Lors de sa séance collégiale hebdomadaire, qui s’est tenue mardi, le gouvernement de la Nouvelle-Calédonie a approuvé un projet visant à réorganiser l’administration du territoire. Une réforme structurante inscrite dans le Plan d’évolution de l’administration (PEA). « Cette réorganisation est l’aboutissement d’un travail approfondi mené depuis plusieurs années. Elle repose sur un diagnostic complet de l’administration de la Nouvelle-Calédonie et de ses établissements publics, une cartographie détaillée des services et une réflexion menée en 2025 avec l’appui d’un cabinet spécialisé dans la transformation des organisations publiques », détaille le gouvernement dans un communiqué.

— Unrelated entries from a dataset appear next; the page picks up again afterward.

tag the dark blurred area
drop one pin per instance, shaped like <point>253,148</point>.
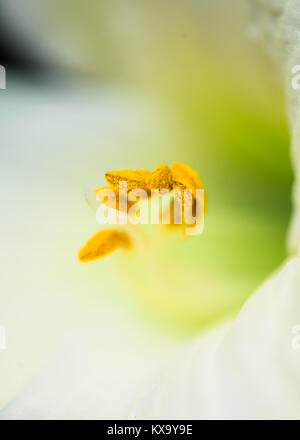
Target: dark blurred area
<point>14,56</point>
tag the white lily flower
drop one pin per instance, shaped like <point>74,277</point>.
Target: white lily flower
<point>245,368</point>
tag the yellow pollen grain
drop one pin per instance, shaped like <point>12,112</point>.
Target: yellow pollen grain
<point>160,178</point>
<point>136,179</point>
<point>104,243</point>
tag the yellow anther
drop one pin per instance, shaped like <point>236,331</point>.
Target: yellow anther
<point>104,243</point>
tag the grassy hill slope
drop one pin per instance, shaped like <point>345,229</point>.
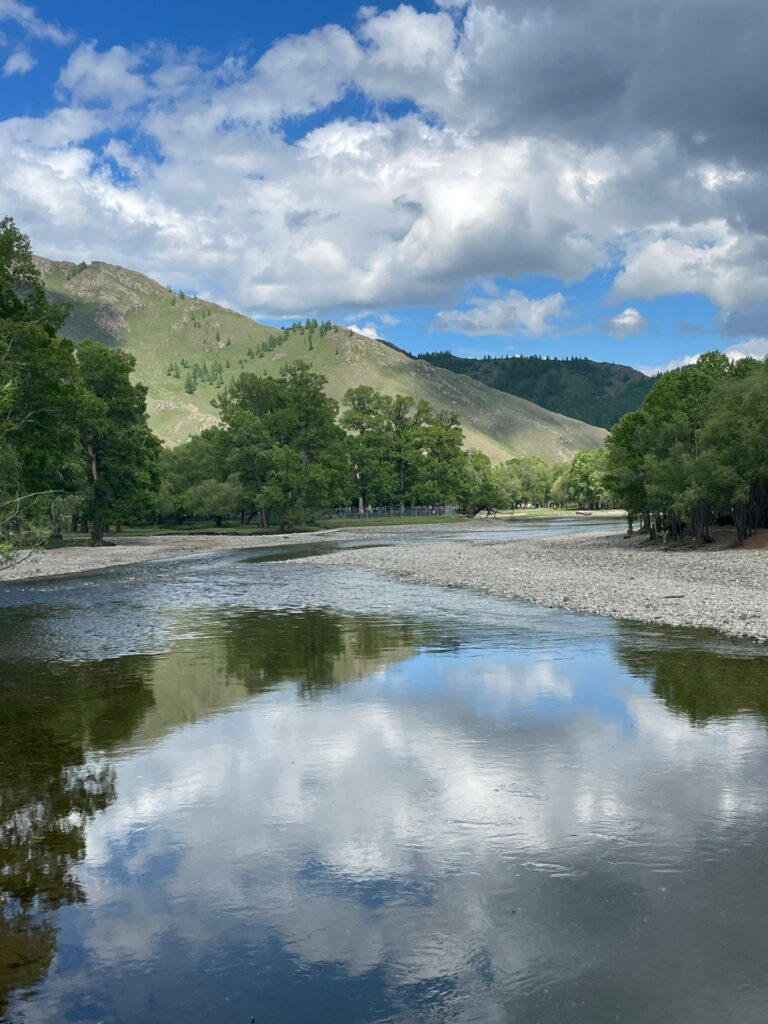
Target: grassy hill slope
<point>596,392</point>
<point>164,329</point>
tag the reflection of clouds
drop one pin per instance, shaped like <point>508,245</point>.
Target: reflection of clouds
<point>567,820</point>
<point>526,682</point>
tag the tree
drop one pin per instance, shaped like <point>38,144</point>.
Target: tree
<point>38,389</point>
<point>586,481</point>
<point>403,452</point>
<point>213,499</point>
<point>120,449</point>
<point>695,450</point>
<point>285,443</point>
<point>624,465</point>
<point>479,489</point>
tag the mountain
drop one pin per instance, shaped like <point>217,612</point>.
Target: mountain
<point>595,392</point>
<point>187,348</point>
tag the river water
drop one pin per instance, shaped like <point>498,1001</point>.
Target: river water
<point>232,786</point>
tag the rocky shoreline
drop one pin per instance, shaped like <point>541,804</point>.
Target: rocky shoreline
<point>598,573</point>
<point>130,550</point>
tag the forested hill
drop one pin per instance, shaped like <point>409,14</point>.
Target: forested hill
<point>187,349</point>
<point>595,392</point>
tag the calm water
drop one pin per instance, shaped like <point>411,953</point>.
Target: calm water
<point>233,787</point>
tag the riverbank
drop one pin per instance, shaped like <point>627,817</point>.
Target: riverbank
<point>598,573</point>
<point>131,550</point>
<point>126,549</point>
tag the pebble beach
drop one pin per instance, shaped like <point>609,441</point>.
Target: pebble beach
<point>597,573</point>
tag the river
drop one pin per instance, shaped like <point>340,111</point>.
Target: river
<point>240,785</point>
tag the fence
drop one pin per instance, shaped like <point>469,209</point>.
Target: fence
<point>387,512</point>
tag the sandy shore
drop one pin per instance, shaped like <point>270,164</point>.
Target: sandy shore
<point>600,573</point>
<point>127,551</point>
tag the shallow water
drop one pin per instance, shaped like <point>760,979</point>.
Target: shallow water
<point>233,786</point>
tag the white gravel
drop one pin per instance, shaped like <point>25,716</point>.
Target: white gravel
<point>599,573</point>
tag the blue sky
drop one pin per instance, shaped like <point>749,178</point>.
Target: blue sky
<point>491,177</point>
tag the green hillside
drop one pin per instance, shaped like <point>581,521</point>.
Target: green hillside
<point>595,392</point>
<point>205,345</point>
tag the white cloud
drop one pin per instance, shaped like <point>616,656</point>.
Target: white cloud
<point>502,167</point>
<point>512,313</point>
<point>627,323</point>
<point>368,330</point>
<point>110,77</point>
<point>756,348</point>
<point>18,64</point>
<point>710,259</point>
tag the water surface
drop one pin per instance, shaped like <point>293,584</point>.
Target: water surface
<point>233,786</point>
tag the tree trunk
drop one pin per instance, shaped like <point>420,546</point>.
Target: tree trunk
<point>97,530</point>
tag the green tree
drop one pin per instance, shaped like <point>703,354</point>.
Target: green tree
<point>38,391</point>
<point>286,445</point>
<point>120,449</point>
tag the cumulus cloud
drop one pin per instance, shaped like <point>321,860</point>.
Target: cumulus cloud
<point>110,77</point>
<point>510,313</point>
<point>627,323</point>
<point>537,140</point>
<point>755,348</point>
<point>18,64</point>
<point>368,330</point>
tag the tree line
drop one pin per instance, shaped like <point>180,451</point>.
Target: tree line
<point>696,452</point>
<point>73,427</point>
<point>75,441</point>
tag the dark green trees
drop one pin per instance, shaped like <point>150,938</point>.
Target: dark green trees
<point>696,450</point>
<point>70,422</point>
<point>38,377</point>
<point>402,452</point>
<point>285,444</point>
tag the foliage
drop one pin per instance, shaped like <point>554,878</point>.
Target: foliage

L’objectif annoncé est double : « améliorer la qualité du service rendu aux Calédoniens » mais aussi « réduire durablement les coûts de fonctionnement, dans un contexte budgétaire contraint ». « Il s’agit de bâtir une administration plus lisible, plus réactive et mieux organisée, sans renoncer aux missions essentielles de la collectivité », résume l’institution.

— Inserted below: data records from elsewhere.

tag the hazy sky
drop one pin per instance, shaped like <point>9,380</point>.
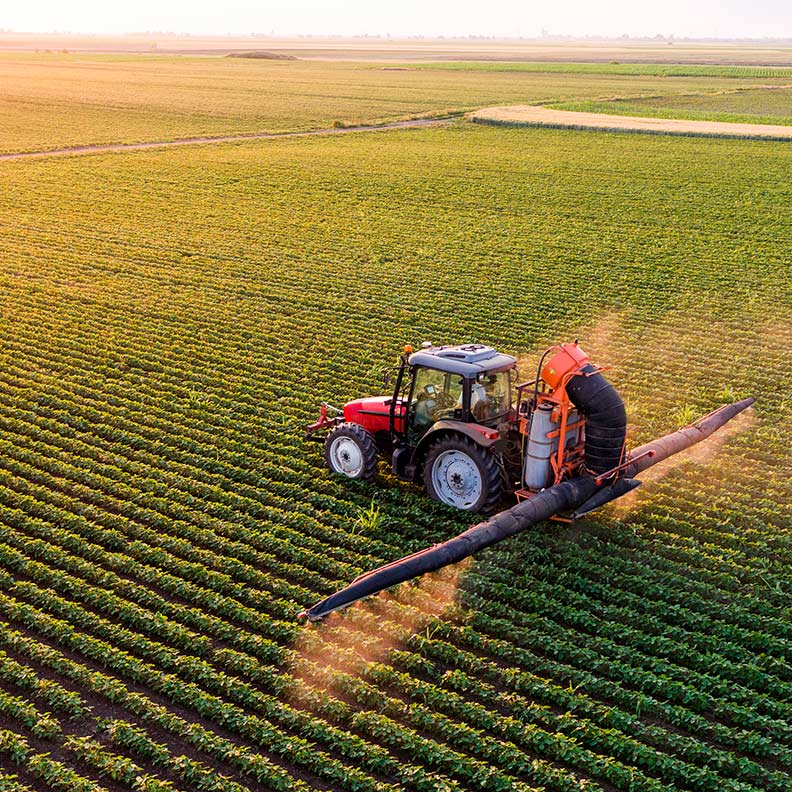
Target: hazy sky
<point>699,18</point>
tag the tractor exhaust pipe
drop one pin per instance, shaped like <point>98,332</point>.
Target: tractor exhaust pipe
<point>564,497</point>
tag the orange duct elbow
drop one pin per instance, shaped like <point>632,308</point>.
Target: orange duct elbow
<point>568,358</point>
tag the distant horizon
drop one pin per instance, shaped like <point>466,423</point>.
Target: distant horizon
<point>457,19</point>
<point>569,37</point>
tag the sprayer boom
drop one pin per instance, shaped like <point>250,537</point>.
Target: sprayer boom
<point>578,495</point>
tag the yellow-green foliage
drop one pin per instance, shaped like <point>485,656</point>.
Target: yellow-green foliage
<point>169,320</point>
<point>57,100</point>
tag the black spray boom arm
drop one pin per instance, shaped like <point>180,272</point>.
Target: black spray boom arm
<point>565,497</point>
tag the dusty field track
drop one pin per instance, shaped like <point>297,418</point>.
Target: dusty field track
<point>193,141</point>
<point>526,115</point>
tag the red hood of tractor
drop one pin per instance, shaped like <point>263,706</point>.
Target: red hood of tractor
<point>373,413</point>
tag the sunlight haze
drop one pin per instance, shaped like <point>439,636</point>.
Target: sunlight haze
<point>505,18</point>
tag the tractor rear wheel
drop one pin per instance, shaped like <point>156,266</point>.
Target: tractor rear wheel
<point>351,450</point>
<point>460,473</point>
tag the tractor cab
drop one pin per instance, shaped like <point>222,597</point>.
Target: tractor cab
<point>443,423</point>
<point>471,383</point>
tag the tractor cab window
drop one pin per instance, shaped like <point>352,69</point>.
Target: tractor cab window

Différentes vagues de mesures
Un certain nombre de mesures sont ainsi listées : une simplification de l’organisation avec le passage de 22 à 13 directions, un renforcement et une mutualisation des services support, un regroupement des politiques publiques afin de simplifier les démarches pour les usagers, ou encore une rationalisation des établissements publics, dont le nombre passera de 27 à 14. Cependant, le gouvernement l’assure, « aucune compétence de la Nouvelle-Calédonie n’est abandonnée ». Il s’agit essentiellement « de fusions, de regroupements et d’un pilotage plus efficace de l’action publique ».
Les premières mesures devraient être mises en œuvre à compter du 1er juillet 2026. Une seconde vague de réformes est également attendue à partir du 1er janvier 2027. Des étapes importantes qui pourraient en amener d’autres, alors que le gouvernement réfléchit aussi à des « évolutions plus complexes, comme d’éventuelles fusions de chambres consulaires ou d’établissements hospitaliers », lesquelles « feront l’objet d’études complémentaires ».